His obvious reluctance to live under the same roof as his work made no sense, unless she weighed it with Lord Hadleigh’s brisk and throwaway apology on his second visit. She had known the second he had said it that he had let on far more than he wanted anyone to know.
This house brings back lots of memories... I was not prepared for the full extent of them.
She had pondered both that sentence and his expression as he said them a great deal since, because for the first time since she had known him, his inscrutable lawyer’s mask had developed a crack. One that had allowed her to see, if only for a moment, that those unusual amber eyes were a little lost and sad. Frightened, even. But she might have imagined that. Despite his tired demeanour he had certainly displayed no cracks since, although he quite obviously stayed away from certain rooms and, of course, the front door which he deftly avoided like the plague. Aside from those foibles, he was every inch the determined and tenacious seeker of justice his reputation proclaimed. She dreaded to think how many hours in a week he dedicated to this impending trial, or, more worryingly, how many hours he failed to dedicate to his self instead. He was working himself into the ground.
But if he wouldn’t listen to his friends, he certainly wouldn’t listen to her. Not that she’d attempted to reason with him. That wasn’t her place and since she had commenced her employment here, the dynamic in their relationship had changed significantly since the night of the flour. They maintained a polite distance—or at least he did. Probably because he didn’t want to muddy the waters now that she had stepped back down into the class she had been born into.
She headed to the music room to carry out her last duty, one he hadn’t asked her to perform, but which she did anyway. He worked so hard, she didn’t want him to have to concern himself with time-wasting chores such as refilling his ink pot or replenishing his neat stack of foolscap in the top drawer of his pristine desk.

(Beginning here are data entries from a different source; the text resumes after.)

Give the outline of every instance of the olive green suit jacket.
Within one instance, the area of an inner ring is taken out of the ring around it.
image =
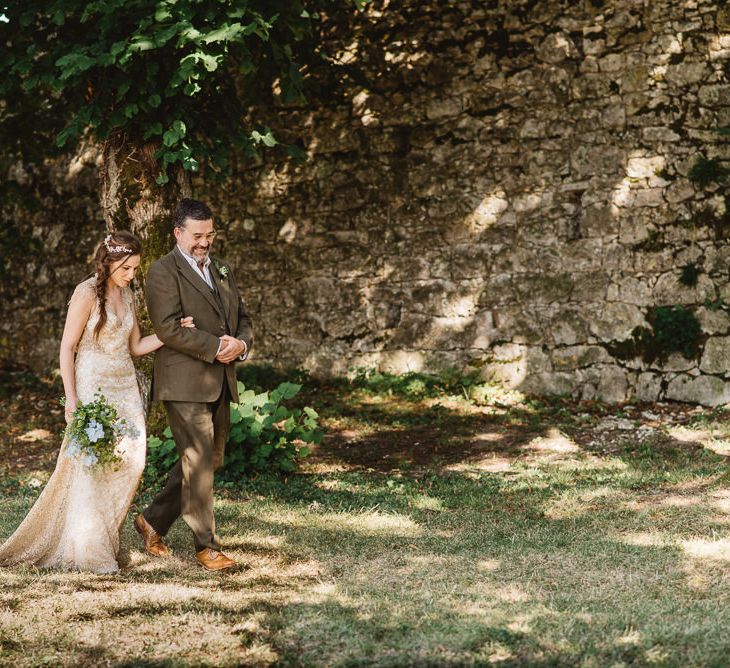
[[[251,318],[230,267],[211,260],[209,271],[219,298],[177,247],[150,266],[145,284],[147,310],[155,334],[165,344],[155,353],[155,401],[215,401],[224,383],[232,400],[238,401],[235,363],[222,364],[215,357],[224,334],[243,340],[247,351],[251,350]],[[225,267],[225,275],[219,267]],[[185,316],[193,316],[194,328],[180,325]]]

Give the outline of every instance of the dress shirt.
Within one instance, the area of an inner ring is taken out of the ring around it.
[[[213,285],[213,279],[210,277],[210,255],[205,258],[205,262],[203,263],[203,268],[201,270],[198,261],[192,255],[186,253],[179,244],[177,246],[177,249],[178,251],[180,251],[180,255],[182,255],[187,260],[187,263],[193,268],[193,271],[206,282],[207,286],[211,290],[215,290],[215,286]],[[238,359],[239,361],[243,362],[248,357],[248,346],[243,339],[239,339],[239,341],[241,341],[241,343],[243,344],[243,352],[238,356]],[[221,351],[222,347],[223,342],[221,341],[220,345],[218,346],[218,352]]]
[[[195,270],[195,273],[208,284],[208,287],[211,290],[215,290],[213,287],[213,279],[210,277],[210,255],[205,258],[203,268],[201,269],[198,261],[192,255],[188,255],[179,245],[177,249],[180,251],[180,255],[182,255],[187,260],[188,264]]]

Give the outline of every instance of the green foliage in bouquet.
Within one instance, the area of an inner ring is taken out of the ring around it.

Most days she sharpened his quills, too. If
he noticed, he never mentioned it, so she never did either. It was a small and insignificant gesture for a man who grafted so tirelessly and wouldn’t be helped.
But as she turned into the long, dim hallway which lead to her destination, she hesitated at the sight of the thin shaft of light bleeding out from under the closed door. As he should have been long gone, she assumed one of the maids had simply forgotten to extinguish the lamps, but knocked just in case before she opened the door.

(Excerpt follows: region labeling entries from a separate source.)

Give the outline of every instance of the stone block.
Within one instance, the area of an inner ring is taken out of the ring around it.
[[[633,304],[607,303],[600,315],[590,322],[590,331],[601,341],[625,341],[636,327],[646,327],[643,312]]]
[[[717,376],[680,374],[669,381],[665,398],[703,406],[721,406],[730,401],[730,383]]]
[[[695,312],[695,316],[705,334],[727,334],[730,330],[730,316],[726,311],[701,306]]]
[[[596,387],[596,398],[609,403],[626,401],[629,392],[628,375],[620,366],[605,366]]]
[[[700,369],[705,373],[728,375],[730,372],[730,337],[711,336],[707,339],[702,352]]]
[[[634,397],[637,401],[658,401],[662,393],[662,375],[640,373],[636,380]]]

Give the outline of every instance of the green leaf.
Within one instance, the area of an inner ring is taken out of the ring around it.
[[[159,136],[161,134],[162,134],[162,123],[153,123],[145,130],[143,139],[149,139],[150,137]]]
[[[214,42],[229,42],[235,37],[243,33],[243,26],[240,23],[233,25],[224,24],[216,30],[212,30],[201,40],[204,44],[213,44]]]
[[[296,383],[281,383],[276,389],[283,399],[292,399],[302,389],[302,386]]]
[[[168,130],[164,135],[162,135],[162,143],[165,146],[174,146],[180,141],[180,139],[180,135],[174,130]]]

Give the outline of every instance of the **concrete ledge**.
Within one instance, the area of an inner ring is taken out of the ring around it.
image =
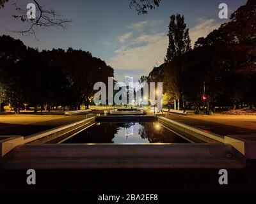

He was sat hunched at the desk, his dishevelled golden head propped on one hand as he turned and appeared shocked to see her.
‘What are you still doing here?’ A quick glance at the mantel clock confirmed it was nearly nine. ‘I thought you’d left hours ago.’ Several documents were strewn across his desk in a manner most unlike him.
‘I have some things to finish.’
‘Things that couldn’t wait until tomorrow?’
‘If I left them, they would niggle at me and then I wouldn’t sleep. I need to work through this conundrum.’ He pointed to the sheet of foolscap in front of him that was divided into two long columns. ‘When I cannot see the wood for the trees, I always list things side by side—evidence versus conjecture, motive versus circumstances, pros and cons...’ He offered her a half-hearted smile which didn’t touch his troubled eyes. ‘I’ll be done shortly. Just as soon as I work out which column tells me the answer. The one with the majority is always the right course of action.’ As if dismissing her, he turned his weary head to stare at his lists. Perhaps it was his posture—usually so straight, it was now slumped. Or the disorganised clutter on his desk, or the bleak, burdened nature of his expression.